Start with the hospital access question

  • Does the hospital accept the exact Medicare pathway you use: Original Medicare, Medicare Advantage, retiree coverage, or dual Medicare and Medicaid?
  • Are the hospital, doctor group, anesthesiology, imaging, lab, rehab, skilled nursing facility, and pharmacy benefits handled separately?
  • Will planned care require a referral, prior authorization, medical-necessity documentation, or network exception?
  • If the hospital is out of state, is the care considered planned, urgent, emergency, or part of an approved referral?

Original Medicare access checks

  • Ask whether the hospital and clinician accept Medicare assignment.
  • Ask how Medigap, if you have it, may affect cost-sharing for the hospital or specialist visit.
  • Ask how Part D prescriptions will be handled after discharge or after a specialist visit.
  • Ask how follow-up care, imaging, home health, rehab, or skilled nursing will be coordinated near home.

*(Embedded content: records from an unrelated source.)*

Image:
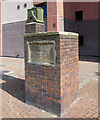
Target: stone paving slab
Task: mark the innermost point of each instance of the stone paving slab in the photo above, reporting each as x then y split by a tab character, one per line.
13	94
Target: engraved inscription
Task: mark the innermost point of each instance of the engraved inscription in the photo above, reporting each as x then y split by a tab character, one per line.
42	53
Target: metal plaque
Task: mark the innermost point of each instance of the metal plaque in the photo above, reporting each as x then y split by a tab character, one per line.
41	53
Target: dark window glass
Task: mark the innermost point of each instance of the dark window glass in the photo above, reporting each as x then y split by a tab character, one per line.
78	15
81	41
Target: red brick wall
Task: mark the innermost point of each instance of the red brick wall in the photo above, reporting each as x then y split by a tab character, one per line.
90	10
53	88
69	70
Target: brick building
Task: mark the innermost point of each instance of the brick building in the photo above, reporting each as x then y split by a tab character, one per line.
14	15
79	17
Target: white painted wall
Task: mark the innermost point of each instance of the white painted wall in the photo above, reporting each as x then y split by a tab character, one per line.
10	13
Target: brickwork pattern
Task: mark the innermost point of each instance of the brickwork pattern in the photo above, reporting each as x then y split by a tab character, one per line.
34	28
69	70
53	88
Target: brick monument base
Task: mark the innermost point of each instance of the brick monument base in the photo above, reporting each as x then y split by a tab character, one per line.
51	70
34	27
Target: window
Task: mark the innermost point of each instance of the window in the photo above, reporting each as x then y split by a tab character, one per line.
25	5
81	41
18	7
78	15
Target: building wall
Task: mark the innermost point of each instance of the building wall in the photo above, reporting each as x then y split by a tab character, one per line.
89	30
88	27
10	13
13	39
13	27
90	10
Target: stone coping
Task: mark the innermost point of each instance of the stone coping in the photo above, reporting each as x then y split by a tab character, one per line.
50	33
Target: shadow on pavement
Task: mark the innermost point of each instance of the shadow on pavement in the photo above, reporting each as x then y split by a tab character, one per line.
89	58
14	86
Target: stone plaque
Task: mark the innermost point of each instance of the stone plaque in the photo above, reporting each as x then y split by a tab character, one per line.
41	52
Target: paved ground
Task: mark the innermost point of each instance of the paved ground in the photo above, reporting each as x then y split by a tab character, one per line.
12	90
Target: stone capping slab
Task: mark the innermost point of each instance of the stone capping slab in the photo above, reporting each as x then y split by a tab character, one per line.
51	33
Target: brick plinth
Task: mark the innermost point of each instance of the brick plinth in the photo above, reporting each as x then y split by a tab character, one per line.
53	88
34	27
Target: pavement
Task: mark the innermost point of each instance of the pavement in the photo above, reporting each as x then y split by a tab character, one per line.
12	89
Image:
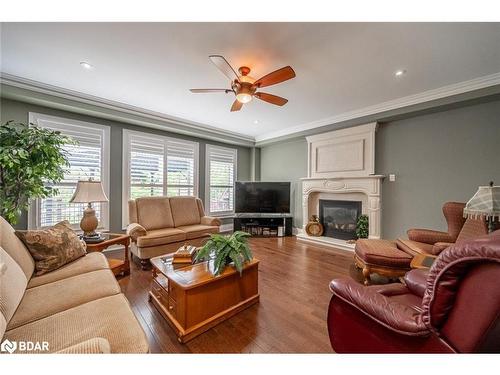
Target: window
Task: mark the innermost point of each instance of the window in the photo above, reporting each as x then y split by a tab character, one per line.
220	177
157	166
89	158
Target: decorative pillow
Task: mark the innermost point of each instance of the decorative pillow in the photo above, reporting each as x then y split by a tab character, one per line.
53	247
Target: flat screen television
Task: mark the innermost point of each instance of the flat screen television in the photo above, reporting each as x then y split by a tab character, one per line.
262	197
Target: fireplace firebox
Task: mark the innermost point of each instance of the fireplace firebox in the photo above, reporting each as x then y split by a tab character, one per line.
339	218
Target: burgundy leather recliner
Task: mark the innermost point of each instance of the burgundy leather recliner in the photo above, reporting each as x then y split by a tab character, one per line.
453	307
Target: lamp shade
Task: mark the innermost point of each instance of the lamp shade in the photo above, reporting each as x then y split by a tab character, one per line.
486	203
88	191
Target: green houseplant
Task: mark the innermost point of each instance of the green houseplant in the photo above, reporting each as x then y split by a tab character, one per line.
362	227
30	158
226	249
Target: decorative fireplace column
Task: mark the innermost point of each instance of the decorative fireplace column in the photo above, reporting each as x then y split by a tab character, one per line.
341	166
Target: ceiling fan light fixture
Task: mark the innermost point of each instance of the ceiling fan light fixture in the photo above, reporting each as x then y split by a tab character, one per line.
243	97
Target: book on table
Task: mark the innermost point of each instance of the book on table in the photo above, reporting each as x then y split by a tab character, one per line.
185	255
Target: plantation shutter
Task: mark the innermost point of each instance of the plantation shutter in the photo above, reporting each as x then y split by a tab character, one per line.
221	175
86	159
146	166
182	159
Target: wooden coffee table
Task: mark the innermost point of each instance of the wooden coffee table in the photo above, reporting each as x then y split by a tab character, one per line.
423	261
192	300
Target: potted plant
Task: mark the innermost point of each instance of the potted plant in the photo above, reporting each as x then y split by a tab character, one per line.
31	158
362	227
226	249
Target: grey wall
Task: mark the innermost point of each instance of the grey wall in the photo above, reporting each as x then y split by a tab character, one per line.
286	161
436	157
18	111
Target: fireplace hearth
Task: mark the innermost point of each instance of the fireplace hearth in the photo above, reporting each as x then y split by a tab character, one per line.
339	218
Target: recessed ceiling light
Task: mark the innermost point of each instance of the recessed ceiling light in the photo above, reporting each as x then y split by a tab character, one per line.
86	65
399	73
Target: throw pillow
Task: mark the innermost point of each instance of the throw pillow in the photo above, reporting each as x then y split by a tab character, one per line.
53	247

Medicare Advantage access checks

  • Verify the exact plan network, not just the insurance company name.
  • Ask whether the hospital, specialist, facility, anesthesia group, imaging site, rehab provider, and DME supplier are all in network.
  • Ask whether the plan requires referrals or prior authorization for imaging, surgery, second opinions, rehab, or specialty drugs.
  • Ask what happens if a national center, cancer center, heart center, or out-of-state specialist is outside the plan service area.

Before scheduling major care

  • Request written answers when possible from the plan, hospital billing office, and specialist office.
  • Gather Medicare cards, plan cards, medication lists, prior authorization numbers, referral documents, imaging, lab results, and current bills.
  • Ask who will handle denials, appeals, records transfer, and follow-up if care involves more than one facility.
  • Use this as a navigation checklist, then confirm all coverage and medical decisions directly with official sources and licensed professionals.

Compliance-safe reminder

This page does not recommend a Medicare plan, sell Medicare coverage, or decide which path is best for you. Use it to prepare questions for Medicare.gov, SHIP counselors, insurers, hospitals, clinicians, and properly licensed professionals.